Hello.Below is some advice on forex trading on 16.12.2015
Calendar anticipated events
11:30 Eurozone.index of business activity in the manufacturing sector in Germany
12:30 UK.The average wage, taking into account premiums
12:30 UK.Changing the number of applications for unemployment benefits
16:30 US.The number of building permits issued
22:00 US.Economic forecasts FOMC
22:00 US.Statement FOMC
22:00 US.The decision on the interest rate the Fed
22:30 US.Speech by Fed Chairman Yellen
On USDCAD pair formed another Doji at level 1.3800 area.It seems necessary to wait for the beginning correction after a long growth.I go down to the area 1,3600-1,3550.Sales do not see, becausethey are against the trend.
On NZDUSD after yesterday Acquisitions at 0.67000, formed pin-bar by calling on 0.6800.I think the growth will continue to 0.69000, but will probably be a small correction.Sales do not consider asthey are against the trend.
On EURJPY continue a series of Doji patterns in the level of 133.500 area.It looks like going down.Nearest goal underneath 131.00.But the deal probably will not be considered here, sinceprecarious situation.
Yesterday Fed enjoy a nice two-day meeting, to weigh the prospects for raising the key interest rate, which may indicate the end of a more than seven-year period of the crisis and the policy of cheap money.
The US economy is currently growing at a moderate pace and the Fed is expected will come to the conclusion that it is time to move away from ultra-low interest rates, based on the recovery from the Great Recession of 2008-2009.

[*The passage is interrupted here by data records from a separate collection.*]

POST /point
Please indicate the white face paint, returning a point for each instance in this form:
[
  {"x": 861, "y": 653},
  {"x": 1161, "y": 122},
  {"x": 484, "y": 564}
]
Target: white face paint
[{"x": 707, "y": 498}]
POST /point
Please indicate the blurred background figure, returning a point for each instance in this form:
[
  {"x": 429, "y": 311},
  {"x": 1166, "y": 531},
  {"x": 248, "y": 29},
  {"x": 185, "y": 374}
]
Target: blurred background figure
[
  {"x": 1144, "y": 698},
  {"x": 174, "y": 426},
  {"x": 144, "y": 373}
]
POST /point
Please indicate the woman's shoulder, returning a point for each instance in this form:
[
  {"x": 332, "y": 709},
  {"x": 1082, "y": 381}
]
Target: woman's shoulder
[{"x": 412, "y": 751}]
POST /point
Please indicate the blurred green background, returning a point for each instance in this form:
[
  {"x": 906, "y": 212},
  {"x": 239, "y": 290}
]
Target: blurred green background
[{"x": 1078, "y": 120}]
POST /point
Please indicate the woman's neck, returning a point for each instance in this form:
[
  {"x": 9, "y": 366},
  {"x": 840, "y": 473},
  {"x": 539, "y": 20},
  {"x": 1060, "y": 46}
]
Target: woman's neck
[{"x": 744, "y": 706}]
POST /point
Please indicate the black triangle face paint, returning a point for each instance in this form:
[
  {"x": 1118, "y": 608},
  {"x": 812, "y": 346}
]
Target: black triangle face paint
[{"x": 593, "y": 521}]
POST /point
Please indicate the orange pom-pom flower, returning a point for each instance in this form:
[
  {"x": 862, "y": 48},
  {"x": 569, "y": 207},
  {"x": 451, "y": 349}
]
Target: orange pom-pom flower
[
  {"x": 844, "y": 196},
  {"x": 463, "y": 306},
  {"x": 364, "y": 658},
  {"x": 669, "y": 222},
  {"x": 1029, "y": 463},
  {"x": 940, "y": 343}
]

Some economists inside and outside of the US central bank believes that the economy is still not ready for the increase in the price of money, and that a compelling reason, such as, for example, the threat of inflation, to raise rates there.
Yellen, will announce its decision today at 22:00 (GMT +03: 00) at the head of the Federal Open Market Committee (FOMC), the Fed, along with forecasts regarding growth, inflation and interest rates in the next two years.
Most economists expect the federal funds rate will be raised from the current 0-0.25% a quarter percentage point.Meanwhile, the dollar was little changed on Tuesday, trading at $ 1.0914 per euro, but rose to 121.76 yen.However, it is expected that if the rate will increase all the same, that the dollar will be much stronger, and weakness should be expected in the stock markets.
UK inflation data in the UK for the first time in four months show a positive change.
rate of consumer price inflation rose 0.1% in November, according to Office for National Statistics.In this case, the main contribution to the acceleration of inflation have made transportation costs, as well as the price of alcohol and tobacco products.However, the prices of clothing put pressure on inflation in October-November.
Monthly inflation ranged between -0.1% and 0.1% in the last 10 months, in response to the low oil prices and fierce competition among stores with total demand of goods networks.
At the moment, inflation remains below the 2% target set by the Bank of England.Almost completely absent inflationary pressures gives the right to think that the Bank will not raise rates soon, probably until the second half of fiscal 2016.This is largely allows to think that the pound will entirely depend on consumer sentiment and manufacturing activity, which is observed as a significant stagnation.At the same time the British pound changed little against the US dollar after a reading on inflation, mainly due to the fact that the data meet the expectations and projections of most economists.
BOJ officials are showing confidence in the stability of the economy, closing the eyes to the impact of lower oil prices and inflation expectations.
indicators have improved in the run-up to the Bank of Japan's decision on monetary policy on Friday.Although inflation remains far from its 2% target this year, and lower oil prices lead to a reduction in cost to the consumer, the officials decided to keep the monetary policy unchanged.
Bank of Japan, obviously, holds a waiting strategy, while continuing to expand the program of quantitative easing up to ¥ 80 trillion.by the end of this year.Low oil prices will continue to put pressure on the inflation rate, which significantly shift the timing of the target level.At the moment, the Japanese yen is trading with a strong bias against the US dollar, and this situation may be exacerbated if expectations about the increase by the Fed rate is justified.